Bolloré pointé du doigt

Le groupe Bolloré est pointé du doigt par les élus et parlementaires. L’industriel breton a endossé un rôle d’opérateur national et promis 16.000 points de charge publics. Un projet validé au plus haut niveau par le ministère de l’Économie. Ces bornes devaient être déployées en deux temps dans près de 4.000 communes, en veillant à couvrir l’ensemble des régions et départements. “Ce qui a été programmé n’a pas été tenu, comment cela se fait-il ?“, a tenté d’interroger Frédérique Massat, sans réponse de l’industriel. Un sentiment de confiance trahie brûle les lèvres d’autres élus parlementaires.

Résultat ? Un réseau réduit à peau de chagrin. “Nous avons installé 7.000 bornes en comptant Autolib’. Le fait que des propriétaires se branchent de plus en plus sur ce service public d’autopartage pour recharger leurs véhicules personnels pose d’ailleurs souci. Nous avons beaucoup investi et acquis de l’expérience dans l’exploitation des bornes. Nous reprenons le réseau londonien, où les usagers paient pour se recharger. En France, l’accepteraient-ils ? Pour l’installation des bornes en tout cas, sans cofinancement de l’Ademe ou de l’Europe, l’équation économique n’est pas au rendez-vous et c’est cela qui bloque dans les territoires qui en attendaient“, a reconnu Didier Marginèdes, vice-président de BlueSolutions, la filiale du groupe Bolloré spécialisée dans les véhicules électriques.

 

Un retard préoccupant

Cette défaillance serait moins handicapante si le principal programme de déploiement de bornes de recharge, via les financements des programmes d’investissements d’avenir (PIA), avait pour sa part porté ses fruits. Or il a pris un retard important. L’Ademe avance régulièrement que 77 projets d’infrastructures ont été soutenus par ce biais, soit 61 millions d’euros d’aides. “Ces projets portaient la promesse d’équiper les territoires de 20.533 points de charge, mais seuls 3.000 ont pour l’heure vu le jour sur la voie publique. Ces retards sont notamment dus aux délais de recueil des délibérations des collectivités locales ou de contractualisation, au temps aussi que prennent les études techniques, etc. Si bien qu’à ce jour, difficile de tirer un retour d’expérience sur le fonctionnement de ces bornes ou sur leur utilisation par les usagers“, indique Jean-Luc Moullet.

 

D’autres enjeux

Il persiste aussi des obstacles juridiques à l’installation de bornes.

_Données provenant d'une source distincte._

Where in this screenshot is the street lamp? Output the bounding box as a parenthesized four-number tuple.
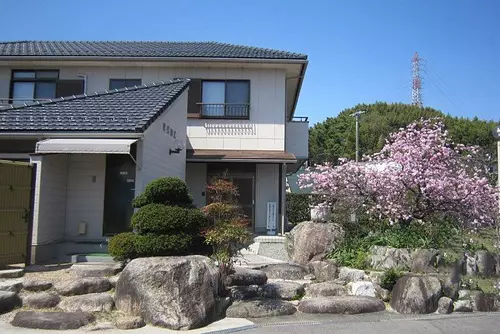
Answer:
(351, 110, 366, 162)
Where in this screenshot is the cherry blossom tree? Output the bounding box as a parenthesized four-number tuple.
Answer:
(299, 118, 498, 228)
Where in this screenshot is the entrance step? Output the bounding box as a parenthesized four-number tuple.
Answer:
(242, 235, 289, 262)
(71, 254, 114, 263)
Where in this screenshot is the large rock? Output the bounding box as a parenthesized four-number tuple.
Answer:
(308, 260, 338, 282)
(338, 267, 365, 282)
(226, 267, 267, 286)
(22, 292, 60, 309)
(410, 249, 442, 273)
(0, 278, 23, 293)
(11, 311, 94, 330)
(465, 254, 478, 276)
(437, 297, 453, 314)
(59, 293, 114, 312)
(226, 299, 296, 318)
(0, 291, 22, 314)
(230, 285, 260, 301)
(23, 280, 52, 292)
(55, 277, 111, 296)
(116, 316, 146, 330)
(260, 263, 309, 280)
(115, 256, 223, 330)
(306, 281, 347, 298)
(453, 299, 473, 312)
(390, 275, 442, 314)
(259, 281, 305, 300)
(347, 281, 376, 297)
(475, 251, 496, 277)
(286, 221, 344, 265)
(472, 292, 500, 312)
(298, 296, 385, 314)
(369, 246, 411, 270)
(70, 262, 122, 278)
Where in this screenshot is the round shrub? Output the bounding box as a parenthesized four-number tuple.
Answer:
(108, 232, 138, 262)
(134, 233, 193, 257)
(132, 177, 193, 208)
(131, 204, 207, 234)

Par exemple nous avons fait le droit et jurisprudence sur la question de l’accessibilité aux bornes des personnes à mobilité réduite (PMR). Et une fois installées, il faut qu’elles fonctionnent, ce qui a un coût d’un million d’euros par an pour les 187 bornes que nous exploitons pour le compte de collectivités l“, ajoute de son côté Juliette Antoine-Simon, directrice générale de Sodetrel, la filiale d’EDF dédiée à la mobilité électrique.

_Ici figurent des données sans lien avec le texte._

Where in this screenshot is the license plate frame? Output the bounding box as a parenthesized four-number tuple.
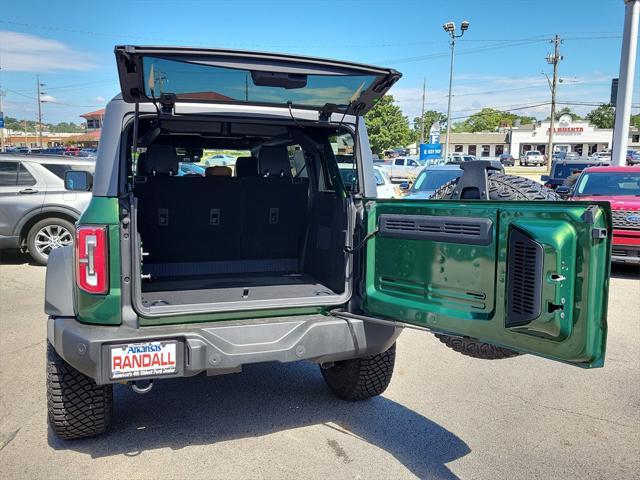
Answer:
(109, 341, 178, 380)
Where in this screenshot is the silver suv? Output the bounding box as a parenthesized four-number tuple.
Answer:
(0, 154, 94, 264)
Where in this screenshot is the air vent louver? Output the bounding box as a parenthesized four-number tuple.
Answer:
(506, 228, 543, 327)
(379, 214, 493, 246)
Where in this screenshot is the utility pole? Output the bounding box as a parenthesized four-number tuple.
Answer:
(612, 0, 639, 166)
(23, 109, 27, 147)
(419, 78, 426, 145)
(36, 75, 44, 148)
(545, 35, 563, 174)
(0, 90, 5, 153)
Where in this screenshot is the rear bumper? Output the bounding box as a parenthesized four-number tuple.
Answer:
(47, 315, 401, 385)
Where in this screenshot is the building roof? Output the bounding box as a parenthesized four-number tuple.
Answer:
(80, 109, 106, 119)
(441, 132, 509, 143)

Enfin, un autre enjeu intéressant les élus locaux a été pointé par le député LR du Pas-de-Calais et maire du Touquet, Daniel Fasquelle, à savoir le lien entre mobilité électrique et tourisme : “Ce retard de déploiement pose en effet problème pour des communes touristiques comme la mienne. Je reçois de plus en plus de plaintes provenant de visiteurs venant en voiture électrique et ne pouvant se recharger au Touquet. De manière générale, les gares et parkings relais sont trop faiblement équipés“, a-t-il conclu.